I think of the problem sets I spent hours on in college, learning to use bitwise operations to replicate logical circuits in C. Or of the class projects I spent weeks on — building chess from scratch in C++, with a rendering engine, sprites, board state, rules, and a heuristic-based minimax computer engine to play against. These are all trivial for today’s frontier models. What used to require human reasoning, problem solving, and creativity has been distilled down to forward passes through a transformer: statistically probable outcomes of matrix multiplication. Nothing more.
I thought AlphaGo was based on probability calculation, and that it was merely a machine. But when I saw this move, I changed my mind. Surely, AlphaGo is creative. This move was really creative and beautiful.

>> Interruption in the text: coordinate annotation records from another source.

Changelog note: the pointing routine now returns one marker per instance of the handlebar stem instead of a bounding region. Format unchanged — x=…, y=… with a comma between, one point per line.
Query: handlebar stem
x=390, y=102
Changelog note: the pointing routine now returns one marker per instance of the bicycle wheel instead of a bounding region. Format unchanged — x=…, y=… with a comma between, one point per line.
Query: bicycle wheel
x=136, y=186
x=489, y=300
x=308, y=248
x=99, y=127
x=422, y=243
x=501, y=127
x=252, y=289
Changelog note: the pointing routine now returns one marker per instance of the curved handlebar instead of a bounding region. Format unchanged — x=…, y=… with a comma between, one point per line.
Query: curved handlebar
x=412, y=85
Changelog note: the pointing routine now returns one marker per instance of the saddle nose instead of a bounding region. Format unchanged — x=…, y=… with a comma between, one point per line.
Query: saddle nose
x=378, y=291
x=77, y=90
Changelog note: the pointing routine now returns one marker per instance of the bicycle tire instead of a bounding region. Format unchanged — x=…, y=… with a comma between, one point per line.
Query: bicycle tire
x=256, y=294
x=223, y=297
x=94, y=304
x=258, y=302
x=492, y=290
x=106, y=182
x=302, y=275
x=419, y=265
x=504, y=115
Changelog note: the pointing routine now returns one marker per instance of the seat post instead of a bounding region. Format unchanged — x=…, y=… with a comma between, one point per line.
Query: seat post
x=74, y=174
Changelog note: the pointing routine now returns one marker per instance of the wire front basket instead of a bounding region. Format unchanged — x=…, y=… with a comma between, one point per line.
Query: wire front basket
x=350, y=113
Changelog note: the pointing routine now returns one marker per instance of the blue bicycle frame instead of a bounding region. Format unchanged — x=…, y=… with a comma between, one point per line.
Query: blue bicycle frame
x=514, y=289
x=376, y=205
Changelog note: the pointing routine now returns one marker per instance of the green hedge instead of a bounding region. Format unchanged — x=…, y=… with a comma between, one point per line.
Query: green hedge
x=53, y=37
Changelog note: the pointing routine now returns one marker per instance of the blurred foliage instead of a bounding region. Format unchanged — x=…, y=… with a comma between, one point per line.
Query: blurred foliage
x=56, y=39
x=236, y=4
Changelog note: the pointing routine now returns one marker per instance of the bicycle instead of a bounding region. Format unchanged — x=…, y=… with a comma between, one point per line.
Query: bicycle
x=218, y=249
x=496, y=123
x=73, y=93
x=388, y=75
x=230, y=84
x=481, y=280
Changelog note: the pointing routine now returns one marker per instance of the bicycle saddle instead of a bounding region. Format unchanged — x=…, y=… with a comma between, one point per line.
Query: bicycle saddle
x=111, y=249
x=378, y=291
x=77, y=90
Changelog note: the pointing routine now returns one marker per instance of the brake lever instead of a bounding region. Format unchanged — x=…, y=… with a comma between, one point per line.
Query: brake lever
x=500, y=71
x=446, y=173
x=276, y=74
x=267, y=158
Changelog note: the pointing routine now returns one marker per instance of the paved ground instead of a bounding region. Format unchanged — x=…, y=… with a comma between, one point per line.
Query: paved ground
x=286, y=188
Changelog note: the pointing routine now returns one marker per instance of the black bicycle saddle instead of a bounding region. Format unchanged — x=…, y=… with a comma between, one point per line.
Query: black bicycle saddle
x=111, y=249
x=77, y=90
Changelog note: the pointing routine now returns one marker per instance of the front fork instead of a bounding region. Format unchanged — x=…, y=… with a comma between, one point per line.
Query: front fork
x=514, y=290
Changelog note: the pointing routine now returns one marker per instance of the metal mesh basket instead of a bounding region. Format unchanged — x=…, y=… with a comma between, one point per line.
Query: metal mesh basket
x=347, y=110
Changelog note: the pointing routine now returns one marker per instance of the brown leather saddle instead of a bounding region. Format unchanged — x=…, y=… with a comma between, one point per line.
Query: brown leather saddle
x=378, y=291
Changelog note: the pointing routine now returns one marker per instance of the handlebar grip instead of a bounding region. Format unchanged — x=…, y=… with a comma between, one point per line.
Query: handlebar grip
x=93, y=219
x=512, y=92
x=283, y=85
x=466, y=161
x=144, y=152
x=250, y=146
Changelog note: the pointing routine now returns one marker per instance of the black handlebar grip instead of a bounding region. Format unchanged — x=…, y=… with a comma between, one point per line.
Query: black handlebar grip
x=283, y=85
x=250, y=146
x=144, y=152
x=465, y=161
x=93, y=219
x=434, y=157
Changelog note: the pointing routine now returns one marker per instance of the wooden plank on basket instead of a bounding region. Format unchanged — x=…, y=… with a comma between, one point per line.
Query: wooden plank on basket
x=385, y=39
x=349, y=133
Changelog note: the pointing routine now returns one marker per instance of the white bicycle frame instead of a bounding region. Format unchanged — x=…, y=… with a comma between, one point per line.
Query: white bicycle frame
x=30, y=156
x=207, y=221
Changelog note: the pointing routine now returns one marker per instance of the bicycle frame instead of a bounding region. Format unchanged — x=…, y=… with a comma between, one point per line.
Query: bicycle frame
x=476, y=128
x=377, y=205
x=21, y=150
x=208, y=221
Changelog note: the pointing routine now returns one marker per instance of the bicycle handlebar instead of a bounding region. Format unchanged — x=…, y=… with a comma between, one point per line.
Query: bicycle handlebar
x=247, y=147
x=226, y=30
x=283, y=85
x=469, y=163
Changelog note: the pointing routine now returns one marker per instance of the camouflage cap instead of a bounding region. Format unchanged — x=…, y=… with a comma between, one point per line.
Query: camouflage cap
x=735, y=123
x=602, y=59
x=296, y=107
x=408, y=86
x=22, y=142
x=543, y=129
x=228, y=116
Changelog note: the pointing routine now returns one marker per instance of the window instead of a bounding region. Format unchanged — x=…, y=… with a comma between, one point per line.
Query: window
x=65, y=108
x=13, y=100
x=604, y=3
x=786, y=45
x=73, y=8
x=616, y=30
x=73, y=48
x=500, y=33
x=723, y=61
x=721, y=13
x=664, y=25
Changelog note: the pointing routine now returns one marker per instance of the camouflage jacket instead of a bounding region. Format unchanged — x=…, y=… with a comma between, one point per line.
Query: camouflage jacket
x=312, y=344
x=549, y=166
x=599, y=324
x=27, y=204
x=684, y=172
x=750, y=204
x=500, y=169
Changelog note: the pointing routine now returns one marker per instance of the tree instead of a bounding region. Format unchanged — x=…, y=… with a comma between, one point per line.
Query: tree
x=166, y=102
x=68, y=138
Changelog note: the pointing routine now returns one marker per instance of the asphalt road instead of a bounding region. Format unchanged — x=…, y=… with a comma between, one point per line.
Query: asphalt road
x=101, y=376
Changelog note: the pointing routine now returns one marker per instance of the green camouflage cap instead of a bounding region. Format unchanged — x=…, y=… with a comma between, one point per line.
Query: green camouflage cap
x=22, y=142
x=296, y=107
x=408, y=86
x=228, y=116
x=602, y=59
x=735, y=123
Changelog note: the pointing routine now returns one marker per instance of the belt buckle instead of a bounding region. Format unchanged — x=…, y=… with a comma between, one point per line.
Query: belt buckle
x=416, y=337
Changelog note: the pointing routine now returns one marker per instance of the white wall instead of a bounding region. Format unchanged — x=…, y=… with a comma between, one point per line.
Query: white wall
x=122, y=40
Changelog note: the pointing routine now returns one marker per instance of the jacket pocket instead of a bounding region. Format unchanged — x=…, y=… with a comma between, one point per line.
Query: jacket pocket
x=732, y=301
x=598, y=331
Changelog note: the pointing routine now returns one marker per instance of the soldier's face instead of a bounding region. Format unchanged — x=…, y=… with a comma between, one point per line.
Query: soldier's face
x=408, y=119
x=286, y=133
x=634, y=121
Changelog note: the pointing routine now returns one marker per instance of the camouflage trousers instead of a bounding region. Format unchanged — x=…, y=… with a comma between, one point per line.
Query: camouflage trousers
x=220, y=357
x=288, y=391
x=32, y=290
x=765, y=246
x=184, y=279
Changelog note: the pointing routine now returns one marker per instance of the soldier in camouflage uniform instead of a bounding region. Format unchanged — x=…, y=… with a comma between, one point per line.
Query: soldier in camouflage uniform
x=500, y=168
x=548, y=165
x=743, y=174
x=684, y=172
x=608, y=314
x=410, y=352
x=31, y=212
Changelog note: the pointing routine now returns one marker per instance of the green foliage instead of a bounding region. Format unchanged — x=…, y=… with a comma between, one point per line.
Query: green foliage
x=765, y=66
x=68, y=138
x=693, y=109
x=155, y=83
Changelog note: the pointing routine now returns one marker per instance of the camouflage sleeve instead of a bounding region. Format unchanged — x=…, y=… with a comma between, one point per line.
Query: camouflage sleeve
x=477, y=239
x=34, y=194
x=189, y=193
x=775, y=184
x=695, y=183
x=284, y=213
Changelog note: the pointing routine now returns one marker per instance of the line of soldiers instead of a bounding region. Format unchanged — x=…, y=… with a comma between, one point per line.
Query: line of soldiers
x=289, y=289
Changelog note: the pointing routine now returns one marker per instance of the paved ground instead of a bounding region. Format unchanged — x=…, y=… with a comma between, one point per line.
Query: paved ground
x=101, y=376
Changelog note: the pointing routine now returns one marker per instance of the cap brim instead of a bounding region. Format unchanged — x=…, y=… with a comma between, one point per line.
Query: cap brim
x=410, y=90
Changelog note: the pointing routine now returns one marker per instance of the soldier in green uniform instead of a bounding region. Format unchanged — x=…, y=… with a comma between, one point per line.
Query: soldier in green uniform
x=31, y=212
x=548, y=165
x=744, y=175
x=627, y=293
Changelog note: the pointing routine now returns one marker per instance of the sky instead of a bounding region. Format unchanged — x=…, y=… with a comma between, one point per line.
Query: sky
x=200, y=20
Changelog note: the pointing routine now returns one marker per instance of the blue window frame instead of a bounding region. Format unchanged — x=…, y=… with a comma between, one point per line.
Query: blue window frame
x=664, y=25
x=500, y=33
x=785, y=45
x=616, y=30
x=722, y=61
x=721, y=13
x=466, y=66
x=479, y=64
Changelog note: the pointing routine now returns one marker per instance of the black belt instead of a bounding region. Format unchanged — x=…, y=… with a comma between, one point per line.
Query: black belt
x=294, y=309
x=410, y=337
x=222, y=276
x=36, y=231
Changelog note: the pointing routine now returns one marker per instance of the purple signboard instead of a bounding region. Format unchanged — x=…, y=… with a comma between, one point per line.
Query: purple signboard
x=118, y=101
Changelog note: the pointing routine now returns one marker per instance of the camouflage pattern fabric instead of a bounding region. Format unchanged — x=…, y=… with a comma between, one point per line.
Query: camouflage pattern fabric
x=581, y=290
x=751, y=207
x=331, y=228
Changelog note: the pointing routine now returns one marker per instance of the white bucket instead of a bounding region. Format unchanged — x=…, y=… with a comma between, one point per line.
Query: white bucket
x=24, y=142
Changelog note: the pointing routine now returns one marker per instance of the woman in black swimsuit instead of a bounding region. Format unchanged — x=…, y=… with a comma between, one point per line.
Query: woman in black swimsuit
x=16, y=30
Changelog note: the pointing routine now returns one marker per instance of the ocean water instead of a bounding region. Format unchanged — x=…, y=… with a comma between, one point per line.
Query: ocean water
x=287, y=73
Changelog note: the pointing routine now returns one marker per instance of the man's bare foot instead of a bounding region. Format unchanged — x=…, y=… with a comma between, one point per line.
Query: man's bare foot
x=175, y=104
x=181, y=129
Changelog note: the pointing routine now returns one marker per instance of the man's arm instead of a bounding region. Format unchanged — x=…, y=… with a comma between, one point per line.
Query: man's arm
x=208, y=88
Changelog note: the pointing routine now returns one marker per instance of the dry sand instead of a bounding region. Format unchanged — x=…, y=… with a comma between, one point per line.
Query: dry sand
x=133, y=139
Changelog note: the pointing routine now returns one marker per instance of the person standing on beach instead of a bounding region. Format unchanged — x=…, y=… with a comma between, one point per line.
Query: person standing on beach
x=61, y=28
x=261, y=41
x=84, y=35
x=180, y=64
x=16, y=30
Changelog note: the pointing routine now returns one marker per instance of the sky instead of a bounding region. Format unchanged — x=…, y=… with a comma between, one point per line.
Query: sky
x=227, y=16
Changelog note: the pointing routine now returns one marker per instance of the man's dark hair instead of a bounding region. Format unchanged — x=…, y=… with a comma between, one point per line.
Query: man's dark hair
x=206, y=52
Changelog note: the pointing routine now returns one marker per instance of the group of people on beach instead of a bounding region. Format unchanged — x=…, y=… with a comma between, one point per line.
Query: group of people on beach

— Lee Sedol, on AlphaGo’s move 37
When you spend years learning a craft, you appreciate how hard it is, and how many levels of mastery there are to it. Only when that craft falls within the reach of today’s models can you fully appreciate how good they are. Mr. Boatz can because he spent fifty years practicing and teaching competition math. I can because I write software for a living, which now amounts to managing AI agents to do what used to be my day-to-day job. But if your work is still outside of their domain — grounded in the physical world, defined by in-person human interaction, requiring tacit knowledge, lacking rapid feedback loops, using software incompatible with text-based interfaces — the models haven’t really reached you yet. So it is understandable why talk of human-level intelligence, even in 2026, can sound unserious and fringe.
Mr. Boatz, now seventy-eight, understands the capability of AI better than many people my age. Not because he has used them much personally or knows how the models are trained, but because he understands competition math. The teaching he is loved for — thoughtful problem sets and exams handwritten in neat cursive, chalkboard lectures, dry humor, and a focus on intuition and understanding — is deeply, patiently human. And then one day, machines were doing it better than almost any person alive.
I don’t know what to tell people who haven’t felt that yet. But I think, for better or for worse, it is only a matter of time until they do.